In a discussion last night, the topic of mind mapping came up. It's a way to organize information (for example, a way to take notes during a presentation) that's said to improve memory and understanding compared to traditional forms like outlining.
As I understand it, the basic difference between a mind map and any other method is that a mind map starts with a concept in the middle of a page, and proceeds outwards. The examples at the Wikipedia page above aren't great, but it strikes me that such an arrangement would be much better at drawing networks of ideas--interconnectedness--than an outline form, where indentations imply levels of abstraction and there's an implicit barrier against linking things at different levels under different branches of the outline.

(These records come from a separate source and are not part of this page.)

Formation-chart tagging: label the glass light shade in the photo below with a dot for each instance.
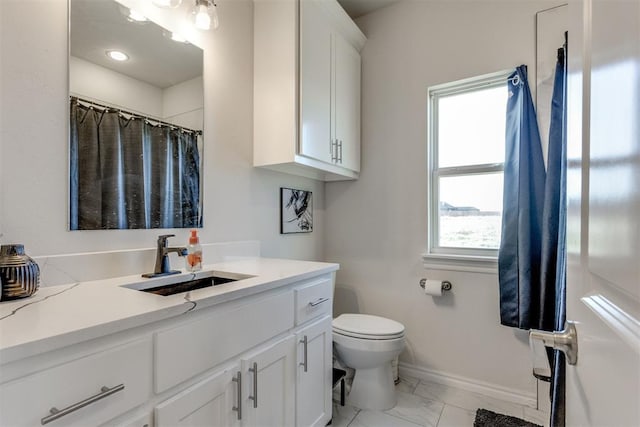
(167, 3)
(205, 15)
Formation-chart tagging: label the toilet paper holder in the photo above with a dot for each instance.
(446, 285)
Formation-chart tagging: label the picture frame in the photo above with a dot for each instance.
(296, 211)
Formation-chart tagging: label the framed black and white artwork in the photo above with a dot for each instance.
(296, 211)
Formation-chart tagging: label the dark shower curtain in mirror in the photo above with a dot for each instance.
(128, 172)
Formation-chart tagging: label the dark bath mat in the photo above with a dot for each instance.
(485, 418)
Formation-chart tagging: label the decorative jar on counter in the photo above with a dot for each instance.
(19, 274)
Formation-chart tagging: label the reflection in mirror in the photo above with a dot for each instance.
(135, 125)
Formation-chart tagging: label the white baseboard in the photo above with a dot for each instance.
(486, 389)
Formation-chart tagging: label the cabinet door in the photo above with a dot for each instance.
(211, 402)
(268, 378)
(315, 82)
(313, 391)
(346, 103)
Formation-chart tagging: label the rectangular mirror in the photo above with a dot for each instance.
(136, 124)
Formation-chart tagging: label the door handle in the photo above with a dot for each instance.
(566, 341)
(318, 302)
(254, 370)
(56, 413)
(304, 341)
(238, 408)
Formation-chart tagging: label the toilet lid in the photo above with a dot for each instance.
(367, 326)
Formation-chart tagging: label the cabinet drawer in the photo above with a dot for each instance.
(27, 400)
(313, 300)
(194, 347)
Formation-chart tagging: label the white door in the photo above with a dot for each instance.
(346, 103)
(315, 82)
(603, 277)
(268, 382)
(212, 402)
(314, 378)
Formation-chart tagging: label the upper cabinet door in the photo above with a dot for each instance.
(315, 82)
(346, 105)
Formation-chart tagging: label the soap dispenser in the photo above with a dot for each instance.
(194, 253)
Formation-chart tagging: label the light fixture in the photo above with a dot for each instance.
(117, 55)
(167, 3)
(205, 15)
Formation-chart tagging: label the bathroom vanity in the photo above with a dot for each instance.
(255, 351)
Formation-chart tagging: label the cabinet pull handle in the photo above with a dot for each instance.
(238, 408)
(56, 413)
(318, 302)
(334, 150)
(255, 384)
(304, 342)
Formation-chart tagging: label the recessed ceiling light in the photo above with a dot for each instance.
(178, 38)
(167, 3)
(136, 16)
(117, 55)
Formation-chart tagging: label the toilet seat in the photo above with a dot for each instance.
(366, 326)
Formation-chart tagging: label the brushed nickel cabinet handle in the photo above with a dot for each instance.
(318, 302)
(254, 370)
(56, 413)
(238, 408)
(304, 342)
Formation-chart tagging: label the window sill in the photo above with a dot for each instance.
(474, 264)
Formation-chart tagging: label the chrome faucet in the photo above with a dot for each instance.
(162, 267)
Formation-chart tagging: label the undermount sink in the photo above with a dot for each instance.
(179, 284)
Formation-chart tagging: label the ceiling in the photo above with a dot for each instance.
(99, 25)
(356, 8)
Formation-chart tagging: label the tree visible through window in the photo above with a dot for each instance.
(466, 159)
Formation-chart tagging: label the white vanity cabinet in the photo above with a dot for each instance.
(81, 389)
(268, 376)
(240, 362)
(211, 402)
(314, 307)
(314, 375)
(307, 89)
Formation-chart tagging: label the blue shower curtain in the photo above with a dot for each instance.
(531, 259)
(555, 257)
(519, 256)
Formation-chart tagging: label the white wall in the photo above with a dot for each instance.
(377, 228)
(240, 202)
(182, 104)
(100, 84)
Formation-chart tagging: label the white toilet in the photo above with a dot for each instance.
(369, 344)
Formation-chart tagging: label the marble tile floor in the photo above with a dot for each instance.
(422, 403)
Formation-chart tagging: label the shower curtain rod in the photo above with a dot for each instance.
(152, 121)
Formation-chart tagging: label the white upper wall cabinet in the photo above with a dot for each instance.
(307, 89)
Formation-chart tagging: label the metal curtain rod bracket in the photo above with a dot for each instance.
(446, 285)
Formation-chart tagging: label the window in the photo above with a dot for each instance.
(466, 166)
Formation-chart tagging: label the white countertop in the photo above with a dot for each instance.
(59, 316)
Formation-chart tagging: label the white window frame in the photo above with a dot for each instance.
(458, 258)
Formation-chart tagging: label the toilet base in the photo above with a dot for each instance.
(373, 389)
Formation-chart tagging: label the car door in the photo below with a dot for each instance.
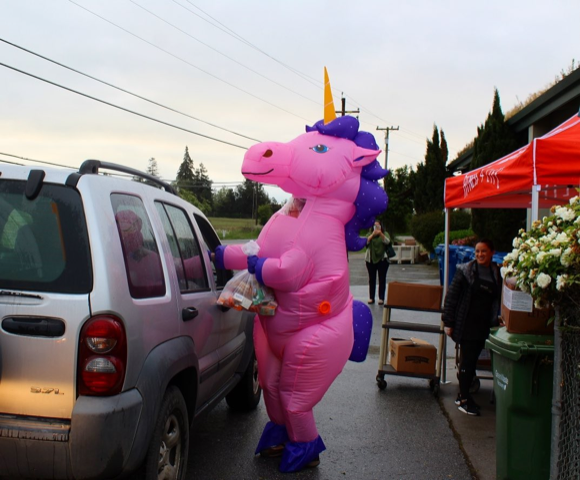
(200, 318)
(233, 328)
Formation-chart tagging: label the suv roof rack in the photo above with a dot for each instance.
(93, 166)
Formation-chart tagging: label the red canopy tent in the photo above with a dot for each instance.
(544, 173)
(548, 166)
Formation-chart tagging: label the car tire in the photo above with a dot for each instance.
(247, 393)
(167, 455)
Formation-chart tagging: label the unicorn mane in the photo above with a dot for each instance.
(371, 199)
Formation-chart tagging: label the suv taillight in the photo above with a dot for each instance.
(102, 356)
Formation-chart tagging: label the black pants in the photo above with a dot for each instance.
(469, 351)
(380, 269)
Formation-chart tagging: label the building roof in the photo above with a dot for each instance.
(543, 114)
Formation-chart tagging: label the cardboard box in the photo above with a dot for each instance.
(519, 314)
(534, 322)
(414, 295)
(413, 356)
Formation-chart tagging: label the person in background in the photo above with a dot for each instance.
(377, 261)
(470, 309)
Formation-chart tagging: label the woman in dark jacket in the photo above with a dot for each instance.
(470, 309)
(377, 261)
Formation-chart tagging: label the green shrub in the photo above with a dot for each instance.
(425, 228)
(460, 220)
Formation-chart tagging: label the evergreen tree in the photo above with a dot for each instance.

This made me think of other ways of illustrating connections between ideas. 3D would be great, but it's impractical on paper. The outline is left-to-right and implies levels of abstraction:
A tree structure goes from bottom to top and implies precedence--the bottom stuff came first and everything above "grew" out of it:
A top-down structure implies hierarchy and domains of influence. The topmost element controls those below. The classic example is an org chart:
If mind mapping serves no other purpose than to sweep away all the cultural assumptions that accompany our existing ways of organizing ideas, then I'm all for it. How would you draw a network, if you had to, anyway? As interconnectedness--between people, between ideas, between places--becomes more important in a world that sees the utility in cooperation-as-equals, maybe mind mapping will become a valuable tool.
POSTSCRIPT: Of course, in the process of cruising Google Images for these kinds of diagrams, I came across a veritable zoo of structures, from simple network illustrations to those using up-to-date interactivity. There's hope for us!